E proprio perché l’origine del dolore fibromialgico risiederebbe nel sistema nervoso centrale, il trattamento con oppiacei o altri analgesici è solitamente inefficace, perché queste sostanze non riducono l’attività dei neurotrasmettitori al cervello.

“Non è mai stata dimostrata l’efficacia di questi farmaci nei pazienti con fibromialgia e ci sono prove che gli oppiacei o i cortisonici (un tempo largamente impiegati) potrebbero anche peggiorare la fibromialgia o gli altri stati centralizzati del dolore”, ha aggiunto.

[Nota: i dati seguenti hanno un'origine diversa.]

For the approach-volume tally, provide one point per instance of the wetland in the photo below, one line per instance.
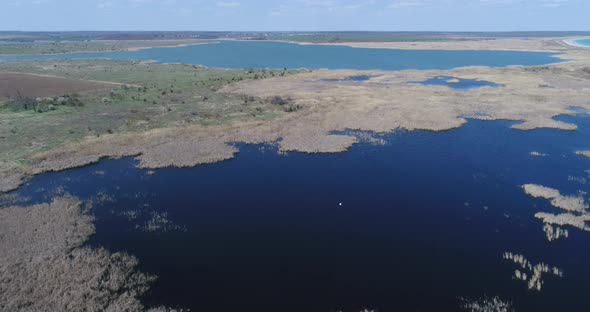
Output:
(305, 183)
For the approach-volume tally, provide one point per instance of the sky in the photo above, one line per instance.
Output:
(296, 15)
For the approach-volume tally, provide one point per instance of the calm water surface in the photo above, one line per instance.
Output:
(458, 83)
(424, 220)
(256, 54)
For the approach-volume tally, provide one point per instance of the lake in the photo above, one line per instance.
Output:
(260, 54)
(411, 225)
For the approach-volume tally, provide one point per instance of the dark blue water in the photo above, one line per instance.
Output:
(265, 232)
(252, 54)
(458, 83)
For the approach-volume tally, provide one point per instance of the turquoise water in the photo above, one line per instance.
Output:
(255, 54)
(584, 42)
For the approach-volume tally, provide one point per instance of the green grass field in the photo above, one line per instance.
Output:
(154, 96)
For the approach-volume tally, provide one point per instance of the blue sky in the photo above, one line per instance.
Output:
(392, 15)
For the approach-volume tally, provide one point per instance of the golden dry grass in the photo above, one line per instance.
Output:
(387, 102)
(44, 266)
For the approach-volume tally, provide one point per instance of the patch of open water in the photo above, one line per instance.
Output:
(260, 54)
(407, 226)
(458, 83)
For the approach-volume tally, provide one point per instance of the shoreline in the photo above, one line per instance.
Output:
(573, 43)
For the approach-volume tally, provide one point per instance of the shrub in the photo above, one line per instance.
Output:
(278, 100)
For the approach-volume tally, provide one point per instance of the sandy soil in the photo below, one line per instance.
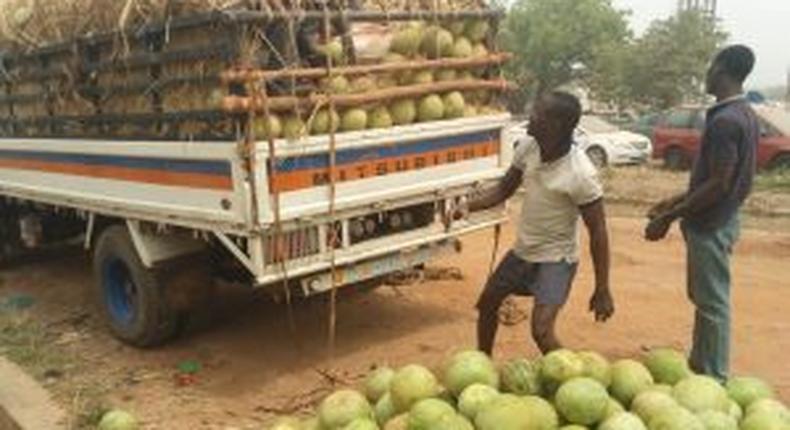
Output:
(254, 364)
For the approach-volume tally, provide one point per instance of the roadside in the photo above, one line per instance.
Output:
(246, 364)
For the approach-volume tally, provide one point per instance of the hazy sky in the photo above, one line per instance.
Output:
(762, 24)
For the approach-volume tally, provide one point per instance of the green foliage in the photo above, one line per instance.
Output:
(668, 64)
(556, 42)
(553, 40)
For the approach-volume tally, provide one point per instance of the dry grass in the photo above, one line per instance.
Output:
(33, 23)
(34, 346)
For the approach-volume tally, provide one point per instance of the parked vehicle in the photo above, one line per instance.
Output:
(678, 137)
(168, 196)
(604, 143)
(645, 124)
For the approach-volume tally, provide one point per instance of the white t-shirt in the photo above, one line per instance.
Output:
(548, 230)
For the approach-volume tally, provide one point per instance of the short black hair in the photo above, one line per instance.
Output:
(566, 108)
(736, 61)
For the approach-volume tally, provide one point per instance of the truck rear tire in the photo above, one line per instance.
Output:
(131, 297)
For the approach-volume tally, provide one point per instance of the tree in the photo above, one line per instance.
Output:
(663, 68)
(555, 39)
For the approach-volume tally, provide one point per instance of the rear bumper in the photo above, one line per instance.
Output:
(383, 256)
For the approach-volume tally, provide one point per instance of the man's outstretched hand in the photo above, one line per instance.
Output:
(658, 228)
(602, 304)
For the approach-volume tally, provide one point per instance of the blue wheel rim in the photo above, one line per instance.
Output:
(120, 291)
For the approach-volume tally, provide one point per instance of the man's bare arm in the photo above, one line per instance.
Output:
(594, 216)
(498, 194)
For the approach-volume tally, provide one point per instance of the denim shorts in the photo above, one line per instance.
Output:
(549, 283)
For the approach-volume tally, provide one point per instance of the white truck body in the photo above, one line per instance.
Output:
(205, 187)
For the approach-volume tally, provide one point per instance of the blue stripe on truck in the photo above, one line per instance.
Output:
(349, 156)
(210, 167)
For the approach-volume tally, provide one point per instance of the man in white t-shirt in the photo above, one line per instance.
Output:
(560, 186)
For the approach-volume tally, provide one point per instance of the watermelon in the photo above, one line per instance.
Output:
(520, 377)
(746, 390)
(410, 385)
(629, 378)
(667, 366)
(467, 368)
(582, 401)
(701, 393)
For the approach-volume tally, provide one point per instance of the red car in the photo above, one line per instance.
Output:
(677, 137)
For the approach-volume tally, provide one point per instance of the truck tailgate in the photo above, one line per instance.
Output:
(376, 167)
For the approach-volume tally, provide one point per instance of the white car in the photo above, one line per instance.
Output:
(604, 143)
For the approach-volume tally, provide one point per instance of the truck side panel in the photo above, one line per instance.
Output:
(192, 184)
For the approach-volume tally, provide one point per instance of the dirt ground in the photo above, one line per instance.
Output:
(253, 364)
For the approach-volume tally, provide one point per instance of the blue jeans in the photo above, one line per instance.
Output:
(709, 284)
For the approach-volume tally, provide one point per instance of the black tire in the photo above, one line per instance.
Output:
(597, 155)
(676, 160)
(132, 300)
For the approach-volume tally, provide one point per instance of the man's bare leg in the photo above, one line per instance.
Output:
(488, 323)
(544, 318)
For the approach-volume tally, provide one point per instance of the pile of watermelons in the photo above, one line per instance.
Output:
(562, 390)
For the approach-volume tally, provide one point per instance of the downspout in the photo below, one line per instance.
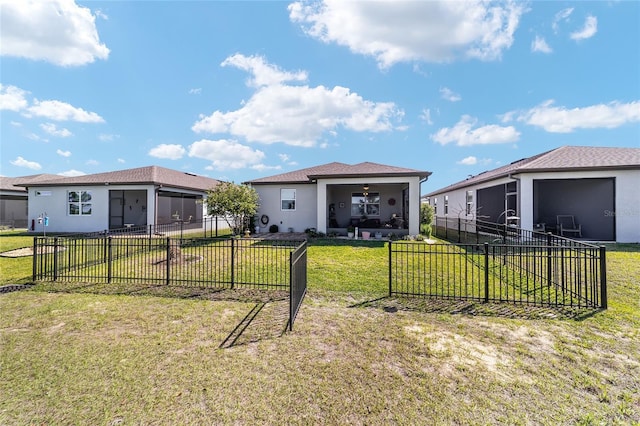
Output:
(518, 198)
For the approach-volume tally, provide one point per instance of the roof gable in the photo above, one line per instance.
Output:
(153, 175)
(18, 183)
(336, 170)
(563, 159)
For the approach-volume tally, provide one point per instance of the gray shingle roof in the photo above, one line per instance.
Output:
(154, 175)
(11, 183)
(565, 158)
(337, 170)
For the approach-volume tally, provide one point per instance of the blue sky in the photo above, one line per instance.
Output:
(241, 90)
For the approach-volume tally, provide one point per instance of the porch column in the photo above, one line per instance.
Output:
(414, 206)
(525, 205)
(321, 213)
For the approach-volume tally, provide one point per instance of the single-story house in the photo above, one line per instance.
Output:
(14, 199)
(597, 187)
(128, 198)
(335, 196)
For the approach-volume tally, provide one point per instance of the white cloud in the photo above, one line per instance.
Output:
(540, 45)
(225, 154)
(563, 15)
(21, 162)
(427, 31)
(297, 115)
(36, 137)
(107, 137)
(264, 74)
(555, 119)
(168, 151)
(51, 129)
(72, 173)
(449, 95)
(472, 161)
(464, 134)
(60, 32)
(62, 111)
(468, 161)
(12, 98)
(262, 167)
(426, 116)
(589, 29)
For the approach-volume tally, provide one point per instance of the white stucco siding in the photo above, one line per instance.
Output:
(627, 199)
(457, 200)
(54, 202)
(304, 215)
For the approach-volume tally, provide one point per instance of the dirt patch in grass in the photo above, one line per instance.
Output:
(28, 251)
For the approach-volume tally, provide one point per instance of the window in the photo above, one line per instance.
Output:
(79, 203)
(288, 199)
(365, 204)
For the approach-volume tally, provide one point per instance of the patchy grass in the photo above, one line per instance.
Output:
(156, 355)
(16, 270)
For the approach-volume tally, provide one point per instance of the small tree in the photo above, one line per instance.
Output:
(426, 218)
(235, 203)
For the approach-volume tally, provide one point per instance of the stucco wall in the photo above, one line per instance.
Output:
(303, 217)
(627, 199)
(53, 201)
(13, 210)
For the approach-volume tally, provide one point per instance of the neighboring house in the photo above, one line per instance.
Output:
(134, 197)
(333, 196)
(13, 199)
(597, 186)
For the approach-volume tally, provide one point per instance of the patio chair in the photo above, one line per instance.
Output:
(566, 224)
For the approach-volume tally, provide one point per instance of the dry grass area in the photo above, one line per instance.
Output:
(155, 355)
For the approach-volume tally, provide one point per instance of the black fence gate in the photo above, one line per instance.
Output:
(212, 263)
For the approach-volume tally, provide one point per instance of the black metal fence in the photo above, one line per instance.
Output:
(539, 274)
(212, 263)
(471, 231)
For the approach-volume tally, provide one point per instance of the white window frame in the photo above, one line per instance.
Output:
(82, 200)
(289, 198)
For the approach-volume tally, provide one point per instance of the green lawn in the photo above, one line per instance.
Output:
(92, 357)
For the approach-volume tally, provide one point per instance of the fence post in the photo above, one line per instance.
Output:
(55, 258)
(549, 258)
(390, 266)
(35, 257)
(168, 269)
(603, 277)
(233, 259)
(109, 258)
(486, 272)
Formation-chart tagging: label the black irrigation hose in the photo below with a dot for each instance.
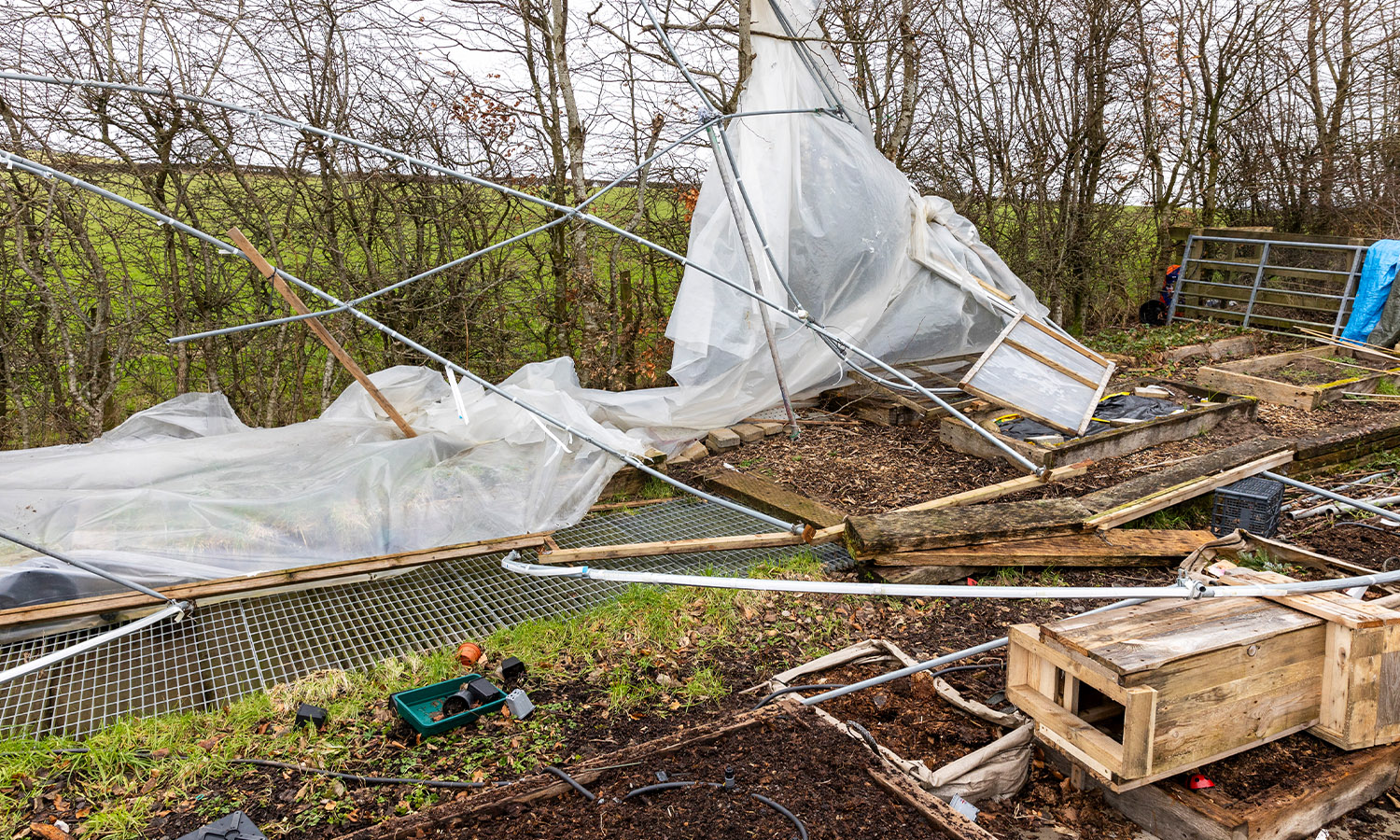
(360, 778)
(864, 734)
(573, 783)
(790, 689)
(671, 786)
(665, 786)
(801, 829)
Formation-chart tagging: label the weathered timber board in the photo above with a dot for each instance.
(1109, 548)
(770, 497)
(1347, 444)
(1253, 377)
(887, 534)
(125, 605)
(1112, 442)
(1181, 473)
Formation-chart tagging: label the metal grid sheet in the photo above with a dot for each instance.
(229, 650)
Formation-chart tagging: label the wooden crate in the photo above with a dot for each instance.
(1361, 664)
(1158, 689)
(1293, 811)
(1111, 442)
(1252, 377)
(1151, 691)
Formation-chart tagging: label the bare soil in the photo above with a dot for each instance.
(814, 770)
(862, 468)
(1321, 371)
(909, 717)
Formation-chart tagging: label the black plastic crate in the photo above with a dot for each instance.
(1251, 504)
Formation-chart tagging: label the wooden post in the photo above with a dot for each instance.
(300, 308)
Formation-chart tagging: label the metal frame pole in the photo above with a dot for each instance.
(1259, 277)
(1326, 493)
(797, 315)
(19, 671)
(34, 168)
(1181, 279)
(87, 567)
(1346, 291)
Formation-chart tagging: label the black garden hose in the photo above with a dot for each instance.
(671, 786)
(573, 783)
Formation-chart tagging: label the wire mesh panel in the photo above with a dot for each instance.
(227, 650)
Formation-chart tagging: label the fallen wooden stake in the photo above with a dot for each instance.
(332, 344)
(1000, 489)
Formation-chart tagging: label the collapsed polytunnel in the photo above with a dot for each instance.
(187, 492)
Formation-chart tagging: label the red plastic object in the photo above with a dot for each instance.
(468, 654)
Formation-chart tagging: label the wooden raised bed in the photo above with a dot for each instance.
(1114, 441)
(693, 755)
(1267, 377)
(1170, 811)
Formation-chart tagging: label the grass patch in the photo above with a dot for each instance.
(650, 652)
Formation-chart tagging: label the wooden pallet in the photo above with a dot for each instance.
(1252, 377)
(1170, 811)
(1156, 689)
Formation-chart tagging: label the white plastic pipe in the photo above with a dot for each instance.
(175, 609)
(510, 563)
(1326, 493)
(1179, 590)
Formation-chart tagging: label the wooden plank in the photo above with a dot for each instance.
(1000, 489)
(122, 602)
(1052, 363)
(1028, 637)
(1144, 495)
(1111, 442)
(1330, 607)
(672, 546)
(721, 439)
(1176, 475)
(321, 332)
(1100, 749)
(885, 534)
(930, 806)
(770, 497)
(1120, 546)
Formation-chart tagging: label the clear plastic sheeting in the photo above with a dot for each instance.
(1043, 375)
(187, 492)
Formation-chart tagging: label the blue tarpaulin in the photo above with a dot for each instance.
(1377, 277)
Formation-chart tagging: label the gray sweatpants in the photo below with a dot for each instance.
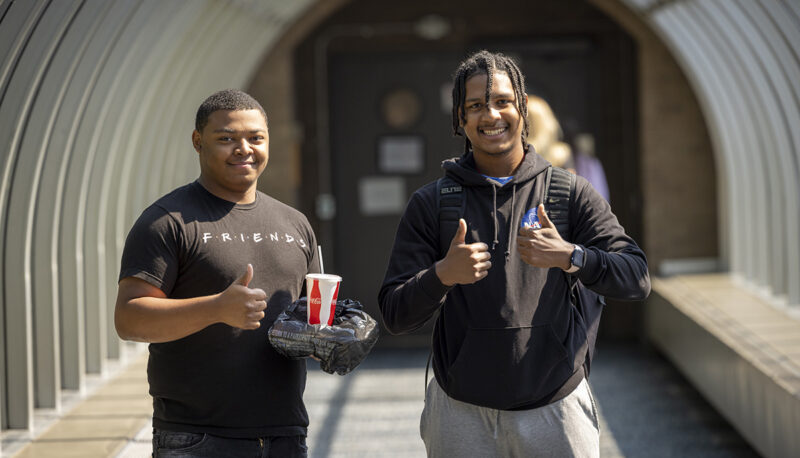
(566, 428)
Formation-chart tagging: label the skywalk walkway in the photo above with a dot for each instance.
(647, 410)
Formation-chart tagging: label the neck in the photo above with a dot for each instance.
(503, 165)
(247, 196)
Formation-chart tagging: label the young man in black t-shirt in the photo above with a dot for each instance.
(205, 271)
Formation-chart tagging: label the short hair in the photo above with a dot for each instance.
(226, 99)
(485, 62)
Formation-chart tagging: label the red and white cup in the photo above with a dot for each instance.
(322, 290)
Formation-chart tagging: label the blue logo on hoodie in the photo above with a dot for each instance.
(531, 219)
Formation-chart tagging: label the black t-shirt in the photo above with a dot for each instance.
(223, 380)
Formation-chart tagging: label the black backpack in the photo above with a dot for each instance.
(559, 189)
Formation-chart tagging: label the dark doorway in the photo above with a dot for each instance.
(390, 125)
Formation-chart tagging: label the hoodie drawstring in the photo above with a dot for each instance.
(494, 213)
(511, 221)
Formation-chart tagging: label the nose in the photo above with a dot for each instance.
(491, 112)
(243, 147)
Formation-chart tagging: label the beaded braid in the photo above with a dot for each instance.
(488, 63)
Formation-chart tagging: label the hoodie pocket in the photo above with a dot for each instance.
(508, 367)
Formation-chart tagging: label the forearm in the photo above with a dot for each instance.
(156, 320)
(617, 275)
(405, 307)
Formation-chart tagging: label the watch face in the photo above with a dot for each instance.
(577, 258)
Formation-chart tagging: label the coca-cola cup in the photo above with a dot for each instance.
(321, 290)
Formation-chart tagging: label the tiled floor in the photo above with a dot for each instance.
(103, 424)
(646, 409)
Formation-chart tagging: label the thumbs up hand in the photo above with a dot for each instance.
(465, 263)
(240, 306)
(544, 247)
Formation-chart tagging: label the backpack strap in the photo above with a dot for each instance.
(450, 205)
(559, 186)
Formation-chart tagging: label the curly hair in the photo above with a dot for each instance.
(226, 99)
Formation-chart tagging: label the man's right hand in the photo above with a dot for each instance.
(241, 306)
(464, 263)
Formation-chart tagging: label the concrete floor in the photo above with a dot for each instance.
(647, 410)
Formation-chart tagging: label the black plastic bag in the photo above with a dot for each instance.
(340, 347)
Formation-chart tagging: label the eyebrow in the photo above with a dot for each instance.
(228, 130)
(482, 98)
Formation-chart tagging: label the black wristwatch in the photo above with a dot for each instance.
(576, 260)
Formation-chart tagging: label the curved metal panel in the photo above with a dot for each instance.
(15, 110)
(743, 58)
(24, 283)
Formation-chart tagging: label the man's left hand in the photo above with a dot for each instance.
(544, 247)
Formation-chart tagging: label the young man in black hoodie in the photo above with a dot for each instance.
(509, 345)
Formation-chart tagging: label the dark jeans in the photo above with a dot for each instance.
(179, 445)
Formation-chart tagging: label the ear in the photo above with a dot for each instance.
(196, 140)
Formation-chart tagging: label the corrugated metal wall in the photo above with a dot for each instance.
(743, 60)
(97, 102)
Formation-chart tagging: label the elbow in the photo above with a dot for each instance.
(122, 325)
(642, 290)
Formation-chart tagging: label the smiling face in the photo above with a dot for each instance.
(494, 129)
(233, 149)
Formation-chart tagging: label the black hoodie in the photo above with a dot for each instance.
(512, 340)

Clauw consiglia i medici di integrare i trattamenti farmacologici che agiscono sui neurotrasmettitori GABA, come il gabapentin, gli antidepressivi triciclici e gli inibitori della ricaptazione della serotonina (Fluoxetina), con approcci non farmacologici, come la terapia cognitivo-comportamentale, l’esercizio fisico e la riduzione dello stress.

“A volte l’entità della risposta al trattamento con terapie non farmacologiche semplici e poco costose supera quello effettuato con i prodotti farmaceutici”, afferma Clauw. “Il più grande vantaggio è la funzionalità, che dovrebbe essere l’obiettivo principale del trattamento per migliorare qualsiasi condizione di dolore cronico. La maggior parte dei pazienti con fibromialgia può avere un miglioramento della sintomatologia e condurre una vita normale, associando i farmaci giusti e un ampio uso di terapie non farmacologiche”.